I prompt di esempio seguenti illustrano cosa è possibile fare con la raccolta di esplorazione dei dati:

  • Trovare i primi tre utenti a rischio e spiegare perché sono a rischio.
  • Trovare gli errori di accesso nelle ultime 24 ore e fornire un breve riepilogo dei risultati principali.
  • Identificare i dispositivi che hanno mostrato un numero in sospeso di connessioni di rete in uscita.
  • Aiutami a capire se l'ID> oggetto utente dell'utente <è compromesso.
  • Analizzare gli utenti con un avviso di spray password negli ultimi sette giorni e dirmi se qualcuno di loro è compromesso.
  • Trovare tutti gli IIC URL del <report> di analisi delle minacce e analizzarli per dirmi tutto ciò che Microsoft sa su di essi.

Come funzionano Microsoft Sentinel strumenti MCP insieme all'agente

Si esaminerà in modo più approfondito il modo in cui un agente risponde a una richiesta orchestrando dinamicamente gli strumenti.
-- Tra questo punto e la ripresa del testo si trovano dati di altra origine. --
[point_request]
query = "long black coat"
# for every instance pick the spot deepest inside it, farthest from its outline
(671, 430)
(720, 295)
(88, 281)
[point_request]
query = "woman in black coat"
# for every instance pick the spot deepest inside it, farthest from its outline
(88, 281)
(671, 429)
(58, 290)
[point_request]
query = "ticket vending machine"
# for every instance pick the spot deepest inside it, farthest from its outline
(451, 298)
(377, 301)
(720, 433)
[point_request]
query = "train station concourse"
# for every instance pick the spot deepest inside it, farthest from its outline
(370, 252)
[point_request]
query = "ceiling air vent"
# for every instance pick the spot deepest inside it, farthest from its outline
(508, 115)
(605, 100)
Richiesta di esempio:Find the top three users that are at risk and explain why they're at risk.

Risposta tipica (GitHub Copilot usando Claude Sonnet 4):

Screenshot di una risposta GitHub Copilot.

Spiegazione:

  • Quando l'agente riceve la richiesta, cerca le tabelle pertinenti che contengono informazioni sul rischio utente e sulla sicurezza. Si inizia decostruendo la richiesta in parole chiave di ricerca per trovare le tabelle.

    Dal prompt dell'esempio, la ricerca identifica quattro tabelle rilevanti dall'ambito delle tabelle a cui l'utente ha accesso:

    • AADNonInteractiveUserSignInLogs- Eventi di accesso Microsoft Entra ID non interattivi
    • BehaviorAnalytics - Dati UEBA (User and Entity Behavior Analytics)
    • SigninLogs- Eventi di accesso interattivi Microsoft Entra ID
    • AADUserRiskEvents - Rilevamento dei rischi di protezione delle identità

    Screenshot dell'agente che cerca tabelle pertinenti che contengono informazioni sul rischio utente e sulla sicurezza.

  • L'agente esegue un'altra ricerca usando lo strumento Ricerca semantica nel catalogo tabelle (search_tables), questa volta con termini più ampi, per trovare altre tabelle da cui eseguire query sui dati per influenzarne il ragionamento.

    Screenshot dell'agente che esegue la ricerca usando termini più ampi.

  • L'agente identifica le tabelle pertinenti e quindi usa la query Execute KQL (Linguaggio di query Kusto) in Microsoft Sentinel data lake (query_lake) tool per eseguire query sui dati e trovare i primi tre utenti a rischio. Il primo tentativo ha esito negativo perché la query KQL presenta un errore semantico.

    Screenshot dell'agente che tenta di eseguire una query KQL con un errore semantico.

  • L'agente corregge la query KQL da solo e recupera correttamente i dati da Microsoft Sentinel data lake, individuando gli utenti a rischio.

    Screenshot dell'agente che tenta di eseguire una query KQL corretta.

  • L'agente esegue un'altra query per ottenere informazioni dettagliate sugli utenti a rischio per fornire un contesto migliore sul motivo per cui sono a rischio.

    Screenshot dell'agente che esegue un'altra query per ottenere informazioni dettagliate sull'utente.

  • L'agente risponde all'utente con l'analisi completa.